One of the men’s adventure magazine covers that’s a personal favorite of mine (as you can see from the header of this blog) is the May 1957 issue of Man’s Life.
The painting on its cover is the epitome of a classic men’s pulp mag formula: vicious killer creatures attacking a manly man and a gorgeous DID (“damsel in distress”).
The coverline that goes with the painting is “CHEWED TO BITS BY GIANT TURTLES.”
This fits in what I call the “Weasels Ripped My Flesh” subgenre.
That’s because the most famous example is the cover of the September 1956 issue of Man’s Life. It features the headline “Weasels Ripped My Flesh” and a cover painting of a bleeding, barechested man being attacked by vicious weasels.
“Weasels Ripped My Flesh” was immortalized by Frank Zappa when he made it the title of a 1970 album.
Artist Will Hulsey did both the killer turtles and the killer weasels cover paintings and many other great ones like those.
Interestingly, in the May ’57 issue, the cover painting credit is listed as “American Art Agency.”
That was an agency that pulp artist Milton Luros started in 1955 to sell cover paintings and illustrations by his pulp artist buddies, like Hulsey and Norman Saunders. A few years later, Luros became art director of the men’s magazines, Adam and Knight (which were early “girlie magazines,” not men’s adventure mags.)

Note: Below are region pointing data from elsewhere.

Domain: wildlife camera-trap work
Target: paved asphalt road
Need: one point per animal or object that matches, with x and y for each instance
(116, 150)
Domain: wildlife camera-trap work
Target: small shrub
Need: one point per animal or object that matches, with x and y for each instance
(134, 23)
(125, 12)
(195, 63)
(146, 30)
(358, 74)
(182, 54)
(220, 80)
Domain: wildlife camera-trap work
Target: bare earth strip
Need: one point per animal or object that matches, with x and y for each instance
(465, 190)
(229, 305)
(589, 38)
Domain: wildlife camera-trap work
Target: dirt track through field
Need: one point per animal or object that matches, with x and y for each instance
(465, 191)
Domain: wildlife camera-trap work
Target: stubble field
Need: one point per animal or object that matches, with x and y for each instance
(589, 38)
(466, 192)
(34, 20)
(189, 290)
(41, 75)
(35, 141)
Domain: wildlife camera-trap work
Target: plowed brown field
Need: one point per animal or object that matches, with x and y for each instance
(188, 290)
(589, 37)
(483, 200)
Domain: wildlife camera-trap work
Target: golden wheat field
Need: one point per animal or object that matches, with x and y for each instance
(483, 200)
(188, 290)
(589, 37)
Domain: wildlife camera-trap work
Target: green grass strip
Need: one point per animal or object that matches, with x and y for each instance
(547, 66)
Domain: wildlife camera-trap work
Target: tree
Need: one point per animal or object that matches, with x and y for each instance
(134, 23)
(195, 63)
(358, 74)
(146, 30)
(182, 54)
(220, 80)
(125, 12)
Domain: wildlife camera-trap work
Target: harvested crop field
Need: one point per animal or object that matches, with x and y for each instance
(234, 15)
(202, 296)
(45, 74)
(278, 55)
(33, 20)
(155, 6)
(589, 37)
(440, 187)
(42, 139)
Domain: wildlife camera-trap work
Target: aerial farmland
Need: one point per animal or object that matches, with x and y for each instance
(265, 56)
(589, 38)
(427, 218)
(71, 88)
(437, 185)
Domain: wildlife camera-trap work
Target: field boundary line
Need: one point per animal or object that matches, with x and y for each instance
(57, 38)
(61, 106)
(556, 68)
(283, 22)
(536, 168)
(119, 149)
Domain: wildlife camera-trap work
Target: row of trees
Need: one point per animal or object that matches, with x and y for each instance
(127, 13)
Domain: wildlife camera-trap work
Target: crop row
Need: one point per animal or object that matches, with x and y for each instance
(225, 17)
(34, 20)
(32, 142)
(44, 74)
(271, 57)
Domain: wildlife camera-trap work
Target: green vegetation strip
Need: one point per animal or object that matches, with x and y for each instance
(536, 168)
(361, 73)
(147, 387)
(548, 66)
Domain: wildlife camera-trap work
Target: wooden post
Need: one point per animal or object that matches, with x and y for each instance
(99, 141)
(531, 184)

The attacking turtle story that goes with Hulsey’s painting was written by Vic Pate. I suspect that’s a pen name for one of the staff writers or freelancers who wrote stories for Man’s Life and other magazines published by Crestwood Publishing (aka Feature Publications).

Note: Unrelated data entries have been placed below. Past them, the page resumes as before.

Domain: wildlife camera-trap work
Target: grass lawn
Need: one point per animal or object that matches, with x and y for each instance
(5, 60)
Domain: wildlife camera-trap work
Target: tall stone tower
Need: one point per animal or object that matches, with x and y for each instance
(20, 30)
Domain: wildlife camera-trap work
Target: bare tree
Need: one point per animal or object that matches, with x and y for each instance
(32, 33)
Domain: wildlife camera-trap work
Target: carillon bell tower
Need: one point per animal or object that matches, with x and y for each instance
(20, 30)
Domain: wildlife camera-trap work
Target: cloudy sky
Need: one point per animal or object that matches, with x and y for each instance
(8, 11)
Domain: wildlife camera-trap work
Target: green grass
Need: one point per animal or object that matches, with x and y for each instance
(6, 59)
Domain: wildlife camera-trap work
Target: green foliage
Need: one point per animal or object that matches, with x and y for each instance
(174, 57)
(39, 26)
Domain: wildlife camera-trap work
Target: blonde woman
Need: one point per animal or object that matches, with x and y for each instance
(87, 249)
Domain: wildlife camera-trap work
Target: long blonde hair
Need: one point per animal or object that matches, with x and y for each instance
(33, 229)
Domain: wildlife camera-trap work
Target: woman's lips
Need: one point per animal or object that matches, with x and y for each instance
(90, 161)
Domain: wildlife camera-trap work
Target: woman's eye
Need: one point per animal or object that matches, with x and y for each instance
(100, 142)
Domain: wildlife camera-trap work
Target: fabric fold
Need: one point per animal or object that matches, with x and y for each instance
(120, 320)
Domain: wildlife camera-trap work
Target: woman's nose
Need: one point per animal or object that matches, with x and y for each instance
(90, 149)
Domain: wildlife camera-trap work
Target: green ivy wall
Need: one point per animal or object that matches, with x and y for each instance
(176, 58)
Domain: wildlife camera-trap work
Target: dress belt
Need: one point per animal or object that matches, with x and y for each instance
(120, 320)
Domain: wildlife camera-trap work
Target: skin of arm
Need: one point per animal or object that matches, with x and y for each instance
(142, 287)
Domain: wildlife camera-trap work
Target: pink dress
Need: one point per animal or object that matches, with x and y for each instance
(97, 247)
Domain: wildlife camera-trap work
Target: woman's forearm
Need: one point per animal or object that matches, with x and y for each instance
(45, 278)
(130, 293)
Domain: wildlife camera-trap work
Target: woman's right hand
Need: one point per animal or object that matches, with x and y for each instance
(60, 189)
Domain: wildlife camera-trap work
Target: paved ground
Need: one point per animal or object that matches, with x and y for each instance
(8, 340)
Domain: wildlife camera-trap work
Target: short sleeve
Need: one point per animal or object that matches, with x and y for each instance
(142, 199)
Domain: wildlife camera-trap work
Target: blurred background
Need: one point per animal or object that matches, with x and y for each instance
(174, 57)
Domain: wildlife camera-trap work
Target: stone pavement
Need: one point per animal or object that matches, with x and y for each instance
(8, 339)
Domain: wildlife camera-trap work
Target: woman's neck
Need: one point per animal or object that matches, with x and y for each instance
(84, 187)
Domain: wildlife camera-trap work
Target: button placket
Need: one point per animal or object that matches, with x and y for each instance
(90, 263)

It’s written in the first person as a “true story.” (Though if someone can prove to me it’s really true, I’ll eat my adventure-style pith helmet – which, amazingly, can still be found in an assortment of styles on Amazon.com).

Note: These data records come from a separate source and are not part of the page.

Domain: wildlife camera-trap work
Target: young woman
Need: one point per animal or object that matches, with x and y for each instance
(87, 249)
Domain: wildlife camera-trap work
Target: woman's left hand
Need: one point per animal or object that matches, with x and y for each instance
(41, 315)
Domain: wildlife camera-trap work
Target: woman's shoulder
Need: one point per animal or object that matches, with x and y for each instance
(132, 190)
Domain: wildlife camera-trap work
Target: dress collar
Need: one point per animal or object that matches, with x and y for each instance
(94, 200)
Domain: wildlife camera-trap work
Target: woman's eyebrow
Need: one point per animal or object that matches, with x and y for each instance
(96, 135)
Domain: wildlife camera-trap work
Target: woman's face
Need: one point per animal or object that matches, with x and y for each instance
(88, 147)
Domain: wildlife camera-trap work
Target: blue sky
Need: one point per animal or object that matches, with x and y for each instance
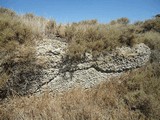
(65, 11)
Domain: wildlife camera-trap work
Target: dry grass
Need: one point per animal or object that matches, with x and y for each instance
(135, 96)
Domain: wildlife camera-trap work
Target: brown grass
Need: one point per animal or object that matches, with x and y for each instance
(135, 96)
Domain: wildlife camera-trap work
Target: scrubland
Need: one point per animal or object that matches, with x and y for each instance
(133, 96)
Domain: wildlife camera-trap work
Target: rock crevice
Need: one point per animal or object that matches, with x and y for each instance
(60, 74)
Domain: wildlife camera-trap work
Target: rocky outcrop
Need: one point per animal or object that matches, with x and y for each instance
(60, 74)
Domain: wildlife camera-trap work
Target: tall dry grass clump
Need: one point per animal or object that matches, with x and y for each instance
(135, 96)
(17, 53)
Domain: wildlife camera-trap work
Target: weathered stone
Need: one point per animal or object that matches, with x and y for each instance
(62, 75)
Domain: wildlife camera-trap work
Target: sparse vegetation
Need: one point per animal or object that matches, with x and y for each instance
(17, 48)
(134, 96)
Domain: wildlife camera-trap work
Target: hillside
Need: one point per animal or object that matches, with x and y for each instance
(85, 70)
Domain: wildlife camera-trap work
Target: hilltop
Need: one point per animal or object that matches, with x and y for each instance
(84, 70)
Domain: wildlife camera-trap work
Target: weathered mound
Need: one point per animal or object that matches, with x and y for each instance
(62, 74)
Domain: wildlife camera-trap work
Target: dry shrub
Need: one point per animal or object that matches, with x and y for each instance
(17, 48)
(51, 28)
(152, 25)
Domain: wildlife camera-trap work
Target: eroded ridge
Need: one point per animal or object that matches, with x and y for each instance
(60, 74)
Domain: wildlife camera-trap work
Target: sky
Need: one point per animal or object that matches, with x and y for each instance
(65, 11)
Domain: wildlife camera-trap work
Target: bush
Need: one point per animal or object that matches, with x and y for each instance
(123, 21)
(152, 25)
(7, 12)
(17, 49)
(51, 28)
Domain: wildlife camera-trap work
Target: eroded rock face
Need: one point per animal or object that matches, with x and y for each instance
(60, 74)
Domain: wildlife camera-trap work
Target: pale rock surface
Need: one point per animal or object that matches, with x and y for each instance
(60, 74)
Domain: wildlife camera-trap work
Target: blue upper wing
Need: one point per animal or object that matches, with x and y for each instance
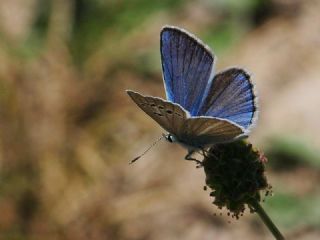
(187, 66)
(231, 97)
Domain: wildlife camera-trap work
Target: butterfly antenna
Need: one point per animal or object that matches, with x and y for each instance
(151, 146)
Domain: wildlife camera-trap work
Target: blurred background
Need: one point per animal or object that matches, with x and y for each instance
(68, 129)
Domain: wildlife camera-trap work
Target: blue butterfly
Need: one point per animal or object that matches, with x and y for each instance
(201, 109)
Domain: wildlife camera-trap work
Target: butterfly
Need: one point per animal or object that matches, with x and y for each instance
(202, 109)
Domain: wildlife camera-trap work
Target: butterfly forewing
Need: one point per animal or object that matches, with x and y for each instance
(231, 97)
(168, 115)
(187, 68)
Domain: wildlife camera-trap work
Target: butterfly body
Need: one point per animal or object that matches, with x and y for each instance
(201, 109)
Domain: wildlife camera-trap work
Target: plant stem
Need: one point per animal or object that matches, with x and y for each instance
(265, 218)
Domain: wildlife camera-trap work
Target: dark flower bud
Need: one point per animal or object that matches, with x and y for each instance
(235, 173)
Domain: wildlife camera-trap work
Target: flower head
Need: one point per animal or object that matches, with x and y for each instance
(235, 174)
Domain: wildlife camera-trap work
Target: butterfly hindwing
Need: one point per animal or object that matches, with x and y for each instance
(168, 115)
(202, 131)
(187, 66)
(231, 96)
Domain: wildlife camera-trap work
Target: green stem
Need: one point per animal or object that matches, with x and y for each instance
(265, 218)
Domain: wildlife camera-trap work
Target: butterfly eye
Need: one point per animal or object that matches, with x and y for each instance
(169, 138)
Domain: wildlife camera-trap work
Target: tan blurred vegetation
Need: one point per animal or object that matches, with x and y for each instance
(68, 130)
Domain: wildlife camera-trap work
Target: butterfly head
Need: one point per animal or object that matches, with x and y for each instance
(170, 138)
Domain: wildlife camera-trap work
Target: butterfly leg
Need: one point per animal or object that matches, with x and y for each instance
(190, 158)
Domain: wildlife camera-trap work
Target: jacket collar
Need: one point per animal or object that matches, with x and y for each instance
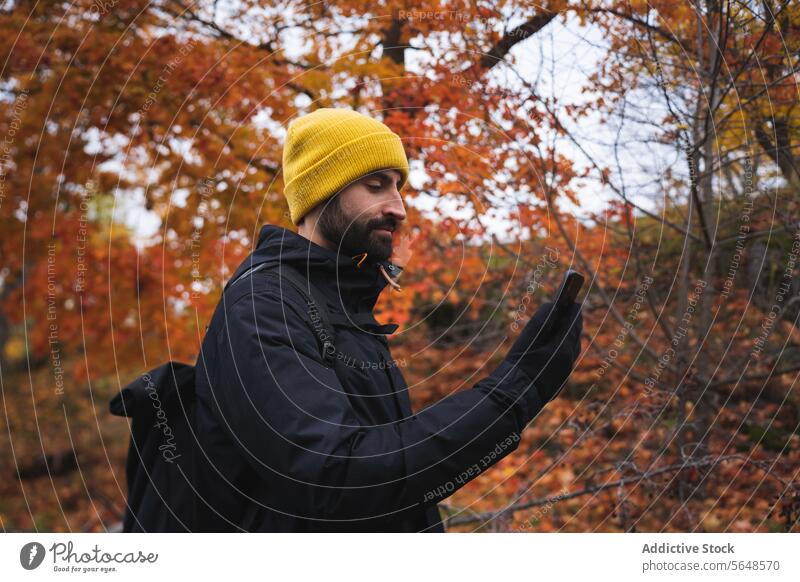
(352, 284)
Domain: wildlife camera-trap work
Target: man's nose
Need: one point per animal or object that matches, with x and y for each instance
(395, 207)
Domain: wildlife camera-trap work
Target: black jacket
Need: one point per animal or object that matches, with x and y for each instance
(291, 444)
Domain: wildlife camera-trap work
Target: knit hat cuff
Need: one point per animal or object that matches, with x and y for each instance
(347, 163)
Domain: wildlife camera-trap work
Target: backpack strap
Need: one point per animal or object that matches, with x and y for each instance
(315, 305)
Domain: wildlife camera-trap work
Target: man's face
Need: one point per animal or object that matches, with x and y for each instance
(365, 216)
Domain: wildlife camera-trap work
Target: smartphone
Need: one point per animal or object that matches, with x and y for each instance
(565, 296)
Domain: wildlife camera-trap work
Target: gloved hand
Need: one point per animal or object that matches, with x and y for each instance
(548, 360)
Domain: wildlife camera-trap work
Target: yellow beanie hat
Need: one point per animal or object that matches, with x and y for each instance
(328, 149)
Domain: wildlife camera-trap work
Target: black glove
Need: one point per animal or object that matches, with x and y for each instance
(548, 360)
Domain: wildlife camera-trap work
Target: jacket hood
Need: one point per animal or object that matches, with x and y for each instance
(352, 284)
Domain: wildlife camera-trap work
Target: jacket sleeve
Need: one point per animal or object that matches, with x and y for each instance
(290, 415)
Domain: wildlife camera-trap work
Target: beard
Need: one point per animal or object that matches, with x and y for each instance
(352, 236)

The cover paintings used for many men’s adventure magazines were often bloodier than the stories they were painted for.
But Pate’s attacking turtles tale is actually bloodier and more gruesome than Hulsey’s cover painting. The subhead used inside under the story’s title gives a hint of what’s to come (and stretches it a little):
“Steel-like jaws clacked away, each bite slashing flesh from my body — I used my knife and my hands, and when they were gone, my bloody stumps — and yet the turtles came — ”
The yarn is written in a cool, noir-like style. It starts out in Shreveport, Louisiana then moves to the scene of the attack: a muck-bottomed backwater bayou.